‘Lesson’ backfired for Democratic leaders

You’ve got to give Howard Dean credit for chutzpah if nothing else.

But he might want to wonder if the White House is worth fighting with your own folks over a few (million) shekels.

The Democratic National Committee chairman has finally realized that his effort to teach state Democratic parties a lesson has backfired and he must prevent his spat with Michigan and Florida from ruining the party’s national convention.

If not, the Democrats face the kind of convention that could both badly split the party and provide a televised drama that might well make millions of voters reconsider their initial inclination to toss the Republicans from power.

Sen. Hillary Rodham Clinton’s Texas and Ohio victories made clear that the Democrats must deal with the Florida and Michigan problem sooner rather than later. Dean now wants each of them to have “do over” votes to pick the convention delegates he stripped from them. But he insists that because the state parties created the problem to begin with, they must pay the many millions of dollars such primaries or caucuses would cost.

Dean, who has been known to let out a scream or two, might have been doing just that when Clinton’s victories forced him to reconsider his position that Florida and Michigan didn’t deserve representation.

If Dean can’t orchestrate a solution, then he could preside over the kind of divisive convention fight that has not been seen in almost a century, and make GOP nominee-in-waiting John McCain very happy. But this time there would be television cameras to capture every moment. That would generate wonderful TV ratings but probably split the party badly – and turn off independent voters – heading into the November election.

For those of you who have been visiting Venus, Dean and his DNC decided to teach Florida and Michigan a lesson. Those states held their primaries before he said they could, so he and the DNC ruled their votes would not pick any delegates. It was an easy decision at the time last year.

The DNC made an example of Florida and Michigan so that other states would not in the future challenge its authority. Editorialists applauded the DNC for bringing order to the chaotic process. Everyone expected Clinton would sew up the nomination early. It was assumed that she would then, as the leader of the party, magnanimously seat those states’ delegations and the whole problem would go away.

But a funny thing (well, not to Dean and the DNC) happened on the way to the convention.

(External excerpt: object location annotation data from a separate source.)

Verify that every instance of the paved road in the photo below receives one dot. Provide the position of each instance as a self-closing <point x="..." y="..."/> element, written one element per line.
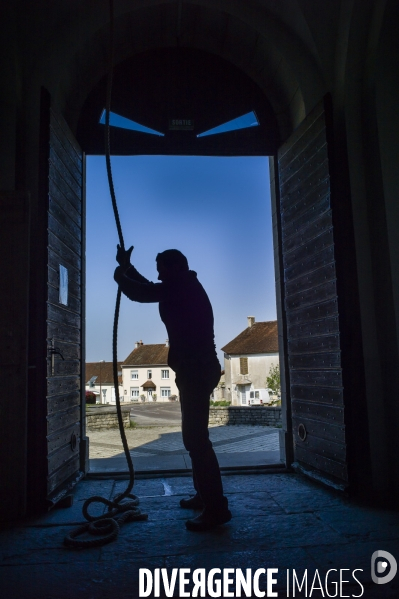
<point x="156" y="443"/>
<point x="167" y="440"/>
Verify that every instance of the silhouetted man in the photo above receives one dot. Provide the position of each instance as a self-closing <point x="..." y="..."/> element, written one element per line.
<point x="186" y="311"/>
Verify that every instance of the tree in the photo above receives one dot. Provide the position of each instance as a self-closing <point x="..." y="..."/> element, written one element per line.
<point x="273" y="380"/>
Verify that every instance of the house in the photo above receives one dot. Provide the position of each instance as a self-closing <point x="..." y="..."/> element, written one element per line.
<point x="146" y="375"/>
<point x="100" y="380"/>
<point x="248" y="358"/>
<point x="323" y="78"/>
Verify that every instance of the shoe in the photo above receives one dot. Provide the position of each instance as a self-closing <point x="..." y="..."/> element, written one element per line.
<point x="208" y="520"/>
<point x="194" y="503"/>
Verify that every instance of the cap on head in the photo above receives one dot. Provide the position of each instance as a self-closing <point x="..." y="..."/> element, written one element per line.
<point x="173" y="259"/>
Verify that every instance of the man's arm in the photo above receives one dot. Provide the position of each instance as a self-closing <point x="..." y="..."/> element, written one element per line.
<point x="140" y="290"/>
<point x="125" y="266"/>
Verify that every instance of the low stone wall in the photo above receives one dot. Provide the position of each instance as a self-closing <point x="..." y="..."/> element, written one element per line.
<point x="254" y="415"/>
<point x="101" y="418"/>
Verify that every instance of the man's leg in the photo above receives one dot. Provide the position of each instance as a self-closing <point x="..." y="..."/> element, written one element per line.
<point x="195" y="386"/>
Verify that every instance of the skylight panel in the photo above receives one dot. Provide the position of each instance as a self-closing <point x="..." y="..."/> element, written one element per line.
<point x="242" y="122"/>
<point x="115" y="120"/>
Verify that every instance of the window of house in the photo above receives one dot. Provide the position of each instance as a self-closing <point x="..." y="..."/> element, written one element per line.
<point x="134" y="392"/>
<point x="243" y="365"/>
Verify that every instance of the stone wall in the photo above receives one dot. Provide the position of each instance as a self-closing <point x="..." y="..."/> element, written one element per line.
<point x="259" y="415"/>
<point x="101" y="418"/>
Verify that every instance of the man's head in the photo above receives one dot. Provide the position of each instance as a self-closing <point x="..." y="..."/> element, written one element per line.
<point x="170" y="264"/>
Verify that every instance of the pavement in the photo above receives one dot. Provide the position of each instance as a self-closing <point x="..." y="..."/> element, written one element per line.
<point x="311" y="536"/>
<point x="159" y="448"/>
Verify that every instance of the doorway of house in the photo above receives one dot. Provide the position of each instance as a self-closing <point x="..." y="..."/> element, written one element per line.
<point x="217" y="211"/>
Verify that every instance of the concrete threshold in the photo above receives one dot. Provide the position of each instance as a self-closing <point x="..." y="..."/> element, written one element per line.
<point x="180" y="464"/>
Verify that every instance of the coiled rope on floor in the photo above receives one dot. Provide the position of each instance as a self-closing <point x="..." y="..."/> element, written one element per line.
<point x="124" y="506"/>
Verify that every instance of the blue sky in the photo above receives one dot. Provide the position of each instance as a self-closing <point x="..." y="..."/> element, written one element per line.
<point x="215" y="210"/>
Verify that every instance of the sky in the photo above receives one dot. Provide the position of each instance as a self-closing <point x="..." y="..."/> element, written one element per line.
<point x="215" y="210"/>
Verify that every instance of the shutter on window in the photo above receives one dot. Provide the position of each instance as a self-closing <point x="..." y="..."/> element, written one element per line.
<point x="243" y="365"/>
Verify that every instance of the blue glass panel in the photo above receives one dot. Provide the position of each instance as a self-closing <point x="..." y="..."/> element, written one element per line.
<point x="115" y="120"/>
<point x="242" y="122"/>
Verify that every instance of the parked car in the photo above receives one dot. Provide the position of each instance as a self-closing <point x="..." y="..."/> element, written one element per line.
<point x="258" y="397"/>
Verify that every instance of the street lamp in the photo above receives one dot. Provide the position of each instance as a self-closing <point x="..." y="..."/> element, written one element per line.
<point x="101" y="362"/>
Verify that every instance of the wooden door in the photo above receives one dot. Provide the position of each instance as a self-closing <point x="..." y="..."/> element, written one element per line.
<point x="311" y="301"/>
<point x="65" y="309"/>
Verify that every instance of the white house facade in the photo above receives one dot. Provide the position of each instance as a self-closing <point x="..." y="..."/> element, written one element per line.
<point x="248" y="359"/>
<point x="146" y="375"/>
<point x="100" y="381"/>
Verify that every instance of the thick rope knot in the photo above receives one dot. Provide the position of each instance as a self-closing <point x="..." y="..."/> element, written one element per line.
<point x="106" y="527"/>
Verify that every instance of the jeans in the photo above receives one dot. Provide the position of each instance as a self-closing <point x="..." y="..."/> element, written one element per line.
<point x="196" y="381"/>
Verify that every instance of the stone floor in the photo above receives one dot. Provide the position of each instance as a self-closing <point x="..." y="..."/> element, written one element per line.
<point x="279" y="521"/>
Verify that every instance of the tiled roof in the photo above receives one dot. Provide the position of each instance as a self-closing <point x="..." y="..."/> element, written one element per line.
<point x="148" y="355"/>
<point x="261" y="338"/>
<point x="107" y="378"/>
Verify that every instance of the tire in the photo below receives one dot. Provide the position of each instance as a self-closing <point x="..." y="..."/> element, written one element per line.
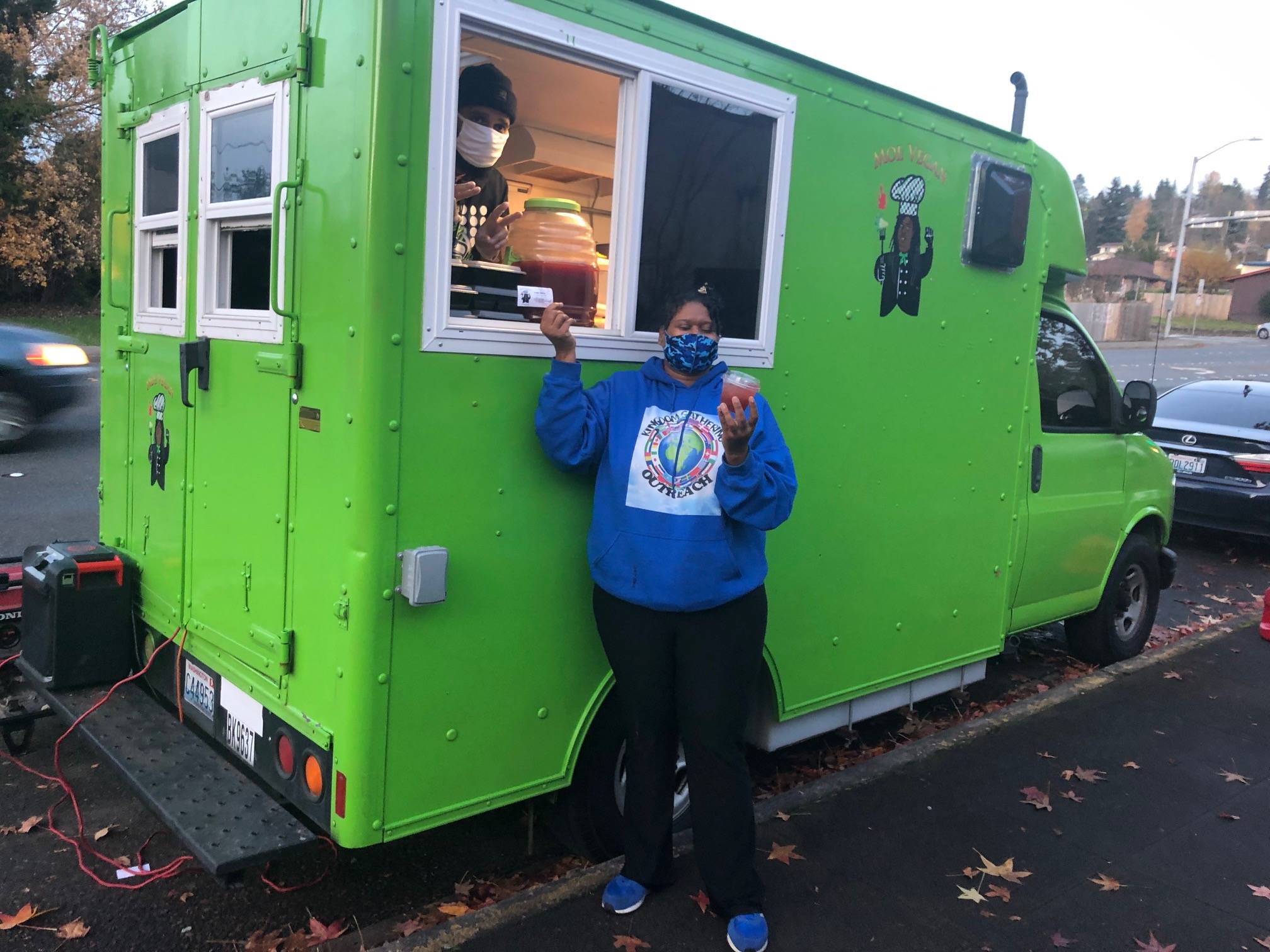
<point x="1121" y="625"/>
<point x="588" y="815"/>
<point x="17" y="419"/>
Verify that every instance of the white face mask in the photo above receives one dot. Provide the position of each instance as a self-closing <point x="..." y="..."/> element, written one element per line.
<point x="481" y="145"/>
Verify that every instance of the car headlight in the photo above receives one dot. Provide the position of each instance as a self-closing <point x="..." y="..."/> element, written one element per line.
<point x="56" y="356"/>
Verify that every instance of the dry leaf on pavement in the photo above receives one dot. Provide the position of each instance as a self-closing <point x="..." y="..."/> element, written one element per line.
<point x="1105" y="884"/>
<point x="784" y="853"/>
<point x="74" y="929"/>
<point x="629" y="943"/>
<point x="1037" y="798"/>
<point x="972" y="894"/>
<point x="1153" y="946"/>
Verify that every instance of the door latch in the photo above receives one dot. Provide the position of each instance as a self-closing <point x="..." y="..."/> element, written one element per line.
<point x="195" y="356"/>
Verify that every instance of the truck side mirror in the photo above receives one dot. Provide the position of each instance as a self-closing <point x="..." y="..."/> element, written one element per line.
<point x="1138" y="411"/>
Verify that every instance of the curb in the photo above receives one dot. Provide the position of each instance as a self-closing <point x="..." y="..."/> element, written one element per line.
<point x="518" y="908"/>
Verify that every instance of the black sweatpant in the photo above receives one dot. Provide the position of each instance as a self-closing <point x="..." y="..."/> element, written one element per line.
<point x="689" y="676"/>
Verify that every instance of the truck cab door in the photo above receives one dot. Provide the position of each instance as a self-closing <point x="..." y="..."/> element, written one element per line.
<point x="1075" y="499"/>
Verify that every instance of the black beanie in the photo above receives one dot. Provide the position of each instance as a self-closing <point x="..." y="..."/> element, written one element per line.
<point x="487" y="86"/>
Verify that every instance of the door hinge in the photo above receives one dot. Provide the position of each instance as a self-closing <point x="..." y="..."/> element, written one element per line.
<point x="285" y="360"/>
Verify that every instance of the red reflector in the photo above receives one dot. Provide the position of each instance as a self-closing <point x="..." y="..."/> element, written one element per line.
<point x="286" y="756"/>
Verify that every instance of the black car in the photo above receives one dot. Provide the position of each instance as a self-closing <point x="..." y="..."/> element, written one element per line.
<point x="40" y="372"/>
<point x="1217" y="434"/>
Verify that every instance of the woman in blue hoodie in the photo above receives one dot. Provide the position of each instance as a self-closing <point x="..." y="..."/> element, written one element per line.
<point x="686" y="490"/>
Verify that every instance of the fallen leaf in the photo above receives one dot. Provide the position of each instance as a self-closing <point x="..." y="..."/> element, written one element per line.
<point x="23" y="915"/>
<point x="972" y="894"/>
<point x="321" y="933"/>
<point x="74" y="929"/>
<point x="261" y="941"/>
<point x="784" y="853"/>
<point x="1006" y="870"/>
<point x="1036" y="798"/>
<point x="1001" y="893"/>
<point x="1105" y="883"/>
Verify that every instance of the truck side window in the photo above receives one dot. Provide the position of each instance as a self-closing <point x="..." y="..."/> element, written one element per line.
<point x="1076" y="391"/>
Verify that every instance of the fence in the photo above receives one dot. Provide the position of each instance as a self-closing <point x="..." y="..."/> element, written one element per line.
<point x="1122" y="320"/>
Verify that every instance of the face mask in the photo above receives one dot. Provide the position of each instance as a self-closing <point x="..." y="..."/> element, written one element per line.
<point x="691" y="353"/>
<point x="481" y="145"/>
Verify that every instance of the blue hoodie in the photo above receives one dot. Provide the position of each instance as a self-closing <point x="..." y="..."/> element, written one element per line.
<point x="673" y="526"/>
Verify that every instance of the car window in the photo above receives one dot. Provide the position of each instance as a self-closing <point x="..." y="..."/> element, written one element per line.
<point x="1235" y="408"/>
<point x="1076" y="390"/>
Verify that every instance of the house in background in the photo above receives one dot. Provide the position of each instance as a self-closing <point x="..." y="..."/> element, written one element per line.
<point x="1246" y="292"/>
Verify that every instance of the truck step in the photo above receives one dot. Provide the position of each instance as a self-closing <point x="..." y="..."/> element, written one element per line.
<point x="225" y="820"/>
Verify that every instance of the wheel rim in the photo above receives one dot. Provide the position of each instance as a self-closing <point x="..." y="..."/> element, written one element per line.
<point x="1131" y="603"/>
<point x="681" y="782"/>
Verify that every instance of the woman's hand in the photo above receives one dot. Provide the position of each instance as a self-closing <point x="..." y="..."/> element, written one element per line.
<point x="556" y="328"/>
<point x="738" y="427"/>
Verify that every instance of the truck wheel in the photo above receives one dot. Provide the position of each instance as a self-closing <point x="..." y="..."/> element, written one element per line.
<point x="1122" y="623"/>
<point x="588" y="818"/>
<point x="17" y="418"/>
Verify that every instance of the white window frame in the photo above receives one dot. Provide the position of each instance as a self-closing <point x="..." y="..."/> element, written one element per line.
<point x="149" y="319"/>
<point x="265" y="327"/>
<point x="639" y="66"/>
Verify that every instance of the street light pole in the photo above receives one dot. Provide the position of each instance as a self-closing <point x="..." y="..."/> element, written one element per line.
<point x="1181" y="236"/>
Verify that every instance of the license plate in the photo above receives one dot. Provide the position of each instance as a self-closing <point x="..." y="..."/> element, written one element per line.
<point x="1187" y="465"/>
<point x="200" y="691"/>
<point x="244" y="722"/>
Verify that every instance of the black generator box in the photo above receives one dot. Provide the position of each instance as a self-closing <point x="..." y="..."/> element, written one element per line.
<point x="76" y="613"/>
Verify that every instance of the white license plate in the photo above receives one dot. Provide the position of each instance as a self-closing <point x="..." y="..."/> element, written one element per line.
<point x="1187" y="465"/>
<point x="200" y="689"/>
<point x="244" y="722"/>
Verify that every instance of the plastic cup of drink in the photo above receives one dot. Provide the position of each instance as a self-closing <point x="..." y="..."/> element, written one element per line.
<point x="741" y="386"/>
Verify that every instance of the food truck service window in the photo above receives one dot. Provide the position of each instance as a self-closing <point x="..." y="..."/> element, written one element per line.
<point x="159" y="224"/>
<point x="243" y="142"/>
<point x="629" y="176"/>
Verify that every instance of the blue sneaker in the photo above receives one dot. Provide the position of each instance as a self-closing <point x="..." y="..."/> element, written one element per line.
<point x="747" y="933"/>
<point x="622" y="897"/>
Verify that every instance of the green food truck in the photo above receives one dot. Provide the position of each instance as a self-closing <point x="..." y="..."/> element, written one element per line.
<point x="316" y="422"/>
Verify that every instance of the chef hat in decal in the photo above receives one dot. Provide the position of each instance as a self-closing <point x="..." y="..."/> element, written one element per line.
<point x="910" y="192"/>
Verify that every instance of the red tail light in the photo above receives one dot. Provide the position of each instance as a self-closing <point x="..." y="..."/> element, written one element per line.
<point x="1254" y="462"/>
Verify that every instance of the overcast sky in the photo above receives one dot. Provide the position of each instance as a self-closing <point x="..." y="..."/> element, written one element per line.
<point x="1104" y="99"/>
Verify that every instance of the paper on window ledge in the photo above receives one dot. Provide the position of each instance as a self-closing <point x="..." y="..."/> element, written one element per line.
<point x="530" y="296"/>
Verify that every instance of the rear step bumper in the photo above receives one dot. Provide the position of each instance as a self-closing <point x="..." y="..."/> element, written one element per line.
<point x="221" y="817"/>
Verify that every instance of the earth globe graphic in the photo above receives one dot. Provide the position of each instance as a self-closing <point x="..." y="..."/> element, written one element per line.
<point x="680" y="451"/>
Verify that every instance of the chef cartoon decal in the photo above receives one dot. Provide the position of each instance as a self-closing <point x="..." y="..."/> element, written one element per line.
<point x="901" y="269"/>
<point x="161" y="445"/>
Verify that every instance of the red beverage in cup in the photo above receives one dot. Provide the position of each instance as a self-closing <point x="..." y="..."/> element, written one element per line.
<point x="741" y="386"/>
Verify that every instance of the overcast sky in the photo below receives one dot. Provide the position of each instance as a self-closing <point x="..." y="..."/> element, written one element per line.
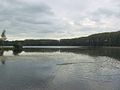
<point x="55" y="19"/>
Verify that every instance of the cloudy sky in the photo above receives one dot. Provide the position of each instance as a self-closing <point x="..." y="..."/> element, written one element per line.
<point x="55" y="19"/>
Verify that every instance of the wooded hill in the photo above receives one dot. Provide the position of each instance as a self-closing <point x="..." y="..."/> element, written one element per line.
<point x="101" y="39"/>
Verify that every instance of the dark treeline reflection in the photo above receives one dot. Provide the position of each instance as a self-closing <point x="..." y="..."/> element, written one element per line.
<point x="112" y="52"/>
<point x="92" y="51"/>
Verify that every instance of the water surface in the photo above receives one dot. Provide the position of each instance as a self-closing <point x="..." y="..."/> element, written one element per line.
<point x="61" y="69"/>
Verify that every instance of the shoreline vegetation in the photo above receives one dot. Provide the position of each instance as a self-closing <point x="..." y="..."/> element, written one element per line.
<point x="101" y="39"/>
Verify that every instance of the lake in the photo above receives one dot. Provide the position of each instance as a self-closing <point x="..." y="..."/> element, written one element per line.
<point x="81" y="68"/>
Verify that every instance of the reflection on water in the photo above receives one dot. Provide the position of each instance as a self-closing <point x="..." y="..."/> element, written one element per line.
<point x="92" y="51"/>
<point x="64" y="69"/>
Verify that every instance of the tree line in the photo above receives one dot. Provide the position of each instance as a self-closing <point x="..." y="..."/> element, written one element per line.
<point x="100" y="39"/>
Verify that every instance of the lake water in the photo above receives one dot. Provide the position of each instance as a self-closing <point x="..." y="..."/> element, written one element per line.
<point x="61" y="69"/>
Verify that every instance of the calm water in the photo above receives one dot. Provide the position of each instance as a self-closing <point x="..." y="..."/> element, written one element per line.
<point x="61" y="69"/>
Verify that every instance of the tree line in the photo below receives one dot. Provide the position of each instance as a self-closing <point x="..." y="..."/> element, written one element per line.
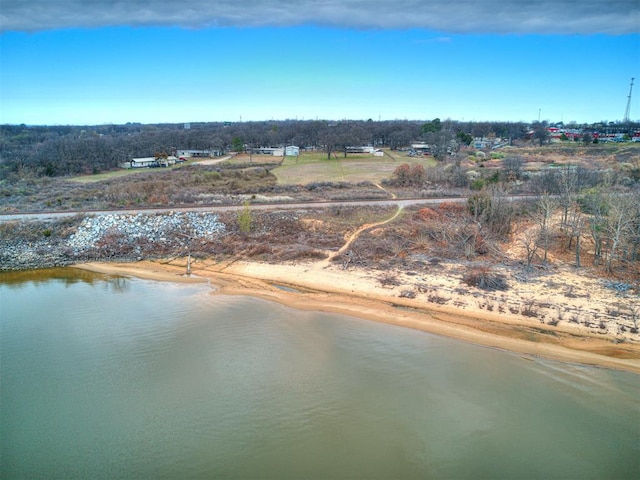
<point x="71" y="150"/>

Obama became a serious rival for the nomination, and the primaries took on a whole different look. This nomination fight could well go for months and perhaps all the way to the Aug. 25-28 convention in Denver. It is impossible to imagine the Democratic Party – the folks whose mantra is “count every vote” – will allow just 48 states to pick the nominee.

Clinton won the Florida and Michigan primaries easily, but no candidates campaigned in either state, per the DNC rules. In Michigan, Obama’s name wasn’t even on the ballot. But Clinton got no delegates for her trouble. Her supporters now say the results from those primaries should count, even though that would mean Obama would be penalized for following party rules and staying out.

The easy way out would be to get all sides to agree to split the Michigan and Florida delegates. But why would Clinton or Obama sign a deal that gave the other an edge?

What’s left is a “do over.” It seems highly unlikely that either state legislature would hold another primary, because that would cost taxpayers millions.

The likely alternative is some sort of primary or caucus run by the Democratic Party. Those, too, would be expensive, and the Democrats would have to pay for them. But Dean wants the state parties to pay and they say they don’t have the money. Dean says the DNC needs its pennies to fight those big, bad Republicans.

Of course, given the prolific fundraising the Democrats have demonstrated this year, some fat cat might write a check to finance the whole thing. But that could have its own down side in media coverage, not to mention whether such a donation would be legal. After all, we’ve never been here before.

But one thing is certain. If the Democrats don’t get the problem behind them, they will have to pay the piper at the convention with a credentials-fight Armageddon. Teaching the states a lesson probably doesn’t seem like such a good idea now, does it, Howard?